|1||8/30||Introduction to the class|
|2||9/4||Everyone’s an Author “Rhetorical Situations” and “Reading Rhetorically”|
|9/6||Scott McCloud Understanding Comics, chpt 1||Create WordPress site|
|9/9||Sunday sketch due –>||Sketch 1: Avatar|
Once again, welcome to the class! At the end of each week, I plan to publish a post like this one that pulls out the relevant piece from our class schedule to remind you of what’s on the immediate horizon. Usually, I’ll chat a bit further in that post about the sorts of things we’ll do with those readings in class.
When you come to class on Tuesday, you should have already read the two chapters from Everyone’s an Author linked above. Rhetorical situation is a key term for us in this class and you’ll be repeatedly putting the tools described in those two chapters to use over the entire semester, so please read them carefully. You might think about how the sort of reading and analyzing that Andrea Lunsford describes differs, if it does, from how you usually read and understand texts. We’ll continue to get situated for the work ahead of us as we discuss this reading on Tuesday.

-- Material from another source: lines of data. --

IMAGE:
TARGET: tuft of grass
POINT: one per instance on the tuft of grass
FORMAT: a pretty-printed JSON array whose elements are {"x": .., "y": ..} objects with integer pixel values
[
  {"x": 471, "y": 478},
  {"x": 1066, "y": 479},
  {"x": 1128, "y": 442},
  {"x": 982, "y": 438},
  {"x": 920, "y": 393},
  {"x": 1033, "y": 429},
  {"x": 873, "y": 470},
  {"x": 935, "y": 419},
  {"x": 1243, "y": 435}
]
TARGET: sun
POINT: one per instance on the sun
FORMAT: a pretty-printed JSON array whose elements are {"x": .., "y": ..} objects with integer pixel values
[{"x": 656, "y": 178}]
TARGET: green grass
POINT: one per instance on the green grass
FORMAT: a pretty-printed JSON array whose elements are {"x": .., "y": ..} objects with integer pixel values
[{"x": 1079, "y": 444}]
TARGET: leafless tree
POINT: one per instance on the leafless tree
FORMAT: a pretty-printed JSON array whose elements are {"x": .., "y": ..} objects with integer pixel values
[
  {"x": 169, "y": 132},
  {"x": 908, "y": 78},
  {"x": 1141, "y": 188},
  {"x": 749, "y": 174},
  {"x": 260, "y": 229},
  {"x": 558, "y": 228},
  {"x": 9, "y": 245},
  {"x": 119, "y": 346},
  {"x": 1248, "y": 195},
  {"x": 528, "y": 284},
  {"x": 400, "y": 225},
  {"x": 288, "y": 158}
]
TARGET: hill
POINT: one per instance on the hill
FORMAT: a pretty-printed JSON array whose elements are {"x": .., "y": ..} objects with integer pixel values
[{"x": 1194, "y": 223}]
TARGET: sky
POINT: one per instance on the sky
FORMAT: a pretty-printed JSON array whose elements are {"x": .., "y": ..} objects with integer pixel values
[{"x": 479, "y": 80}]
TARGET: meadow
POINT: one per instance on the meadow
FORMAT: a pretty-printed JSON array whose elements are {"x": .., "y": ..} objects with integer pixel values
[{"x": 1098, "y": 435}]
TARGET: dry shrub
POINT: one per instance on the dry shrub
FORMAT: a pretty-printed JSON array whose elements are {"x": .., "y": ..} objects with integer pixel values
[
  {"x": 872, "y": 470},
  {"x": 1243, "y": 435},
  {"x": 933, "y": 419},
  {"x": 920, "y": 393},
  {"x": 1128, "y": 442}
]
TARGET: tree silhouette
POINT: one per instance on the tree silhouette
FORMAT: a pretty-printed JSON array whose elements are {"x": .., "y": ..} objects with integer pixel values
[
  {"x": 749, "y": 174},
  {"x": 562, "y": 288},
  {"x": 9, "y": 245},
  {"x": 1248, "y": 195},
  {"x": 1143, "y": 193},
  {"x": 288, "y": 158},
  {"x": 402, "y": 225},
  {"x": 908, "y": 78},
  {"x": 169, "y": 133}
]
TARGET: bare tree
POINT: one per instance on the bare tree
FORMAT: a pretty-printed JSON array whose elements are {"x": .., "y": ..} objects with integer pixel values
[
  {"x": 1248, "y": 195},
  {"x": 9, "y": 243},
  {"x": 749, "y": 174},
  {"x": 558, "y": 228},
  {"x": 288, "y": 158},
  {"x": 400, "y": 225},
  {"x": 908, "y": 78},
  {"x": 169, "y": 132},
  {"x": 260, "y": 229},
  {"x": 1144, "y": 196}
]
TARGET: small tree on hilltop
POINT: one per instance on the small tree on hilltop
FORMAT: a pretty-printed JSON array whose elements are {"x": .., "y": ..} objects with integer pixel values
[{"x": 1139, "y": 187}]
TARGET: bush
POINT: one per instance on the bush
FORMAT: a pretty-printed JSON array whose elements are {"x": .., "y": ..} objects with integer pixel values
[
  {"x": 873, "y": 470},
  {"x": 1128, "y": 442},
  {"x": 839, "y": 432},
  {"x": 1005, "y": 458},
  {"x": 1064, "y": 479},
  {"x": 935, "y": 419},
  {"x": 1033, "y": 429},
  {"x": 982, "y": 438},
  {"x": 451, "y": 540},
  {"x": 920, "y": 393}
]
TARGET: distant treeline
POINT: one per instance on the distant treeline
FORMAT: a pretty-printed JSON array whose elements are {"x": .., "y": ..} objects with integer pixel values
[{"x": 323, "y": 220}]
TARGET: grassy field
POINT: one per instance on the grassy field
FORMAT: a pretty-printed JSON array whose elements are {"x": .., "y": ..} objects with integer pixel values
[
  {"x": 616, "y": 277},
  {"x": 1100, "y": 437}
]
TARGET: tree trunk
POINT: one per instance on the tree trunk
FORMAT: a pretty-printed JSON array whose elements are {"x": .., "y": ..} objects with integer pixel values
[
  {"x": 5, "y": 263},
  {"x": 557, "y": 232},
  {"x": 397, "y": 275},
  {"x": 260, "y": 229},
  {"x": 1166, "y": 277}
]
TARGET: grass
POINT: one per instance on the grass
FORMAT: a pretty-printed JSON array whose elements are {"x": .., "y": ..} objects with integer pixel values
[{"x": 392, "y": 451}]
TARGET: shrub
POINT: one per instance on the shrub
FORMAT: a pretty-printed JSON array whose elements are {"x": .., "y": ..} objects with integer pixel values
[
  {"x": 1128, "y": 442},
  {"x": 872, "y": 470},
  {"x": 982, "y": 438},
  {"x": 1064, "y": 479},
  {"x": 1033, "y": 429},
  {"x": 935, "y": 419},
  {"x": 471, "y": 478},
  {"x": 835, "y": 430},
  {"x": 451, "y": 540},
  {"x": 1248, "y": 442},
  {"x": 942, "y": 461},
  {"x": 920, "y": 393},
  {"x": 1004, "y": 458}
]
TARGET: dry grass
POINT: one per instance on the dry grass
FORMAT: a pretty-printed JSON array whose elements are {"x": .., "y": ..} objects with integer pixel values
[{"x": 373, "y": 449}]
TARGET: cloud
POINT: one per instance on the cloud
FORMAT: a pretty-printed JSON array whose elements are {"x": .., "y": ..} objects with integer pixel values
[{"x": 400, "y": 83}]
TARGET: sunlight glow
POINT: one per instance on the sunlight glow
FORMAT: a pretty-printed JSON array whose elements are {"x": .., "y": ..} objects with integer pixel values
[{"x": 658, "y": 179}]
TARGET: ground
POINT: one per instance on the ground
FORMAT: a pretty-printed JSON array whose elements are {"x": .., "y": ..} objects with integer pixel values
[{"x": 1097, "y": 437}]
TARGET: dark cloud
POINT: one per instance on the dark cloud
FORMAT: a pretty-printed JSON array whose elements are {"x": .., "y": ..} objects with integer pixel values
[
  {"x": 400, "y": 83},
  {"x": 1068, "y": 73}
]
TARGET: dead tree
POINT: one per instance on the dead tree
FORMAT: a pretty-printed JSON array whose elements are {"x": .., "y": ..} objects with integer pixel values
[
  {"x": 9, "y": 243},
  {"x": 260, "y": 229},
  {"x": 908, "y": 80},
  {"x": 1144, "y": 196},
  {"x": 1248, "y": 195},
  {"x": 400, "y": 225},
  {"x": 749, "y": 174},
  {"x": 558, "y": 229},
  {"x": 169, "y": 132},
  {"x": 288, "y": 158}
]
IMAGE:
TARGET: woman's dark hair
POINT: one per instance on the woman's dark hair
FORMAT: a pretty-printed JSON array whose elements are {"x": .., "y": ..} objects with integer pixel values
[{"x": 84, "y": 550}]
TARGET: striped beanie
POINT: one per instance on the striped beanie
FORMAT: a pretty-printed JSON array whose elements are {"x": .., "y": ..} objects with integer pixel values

On Thursday, we’ll discuss Scott McCloud’s very fine introduction to comics and begin to develop our vocabulary for carrying out the sorts of visual rhetorical analyses that we’ll be doing this semester. By the time you come to class on Thursday you should have not only read that chapter but have created a WordPress site that you will be using to publish all of your work for this class — you don’t need to have done anything elaborate with the site yet, but get it created and provide the URL for your site in a comment you leave on the welcome post on this site. (Your first comment might not be visible immediately because the first time you leave a comment it goes to moderation, but once I approve it, then it will publish.)
Your first Sunday Sketch assignment is due on Sunday, so by the end of Sunday night, you should have published a post on your new WordPress site with a square image that includes your name, which will be your avatar for the rest of the semester. You can hand draw that image or you can create something with a photo editor.
How will we be incorporating Maus and the other graphic novels into our posts?
There will be specific assignments, some low stakes, where I’ll ask you to analyze or react to the texts you read. You’ll also have a few larger projects that will include writing about specific texts.
Will learning through comics help our ability to write formal essays?
That’s a really good question, and one that we’ll certainly explore over the course of the semester. I don’t want to write a long essay in response, but suffice to say that I believe that there are lots of ways in which it will and I’m interested in hearing from you as we go how the sorts of writing and discussion we have in this class affects the way you think about writing more generally.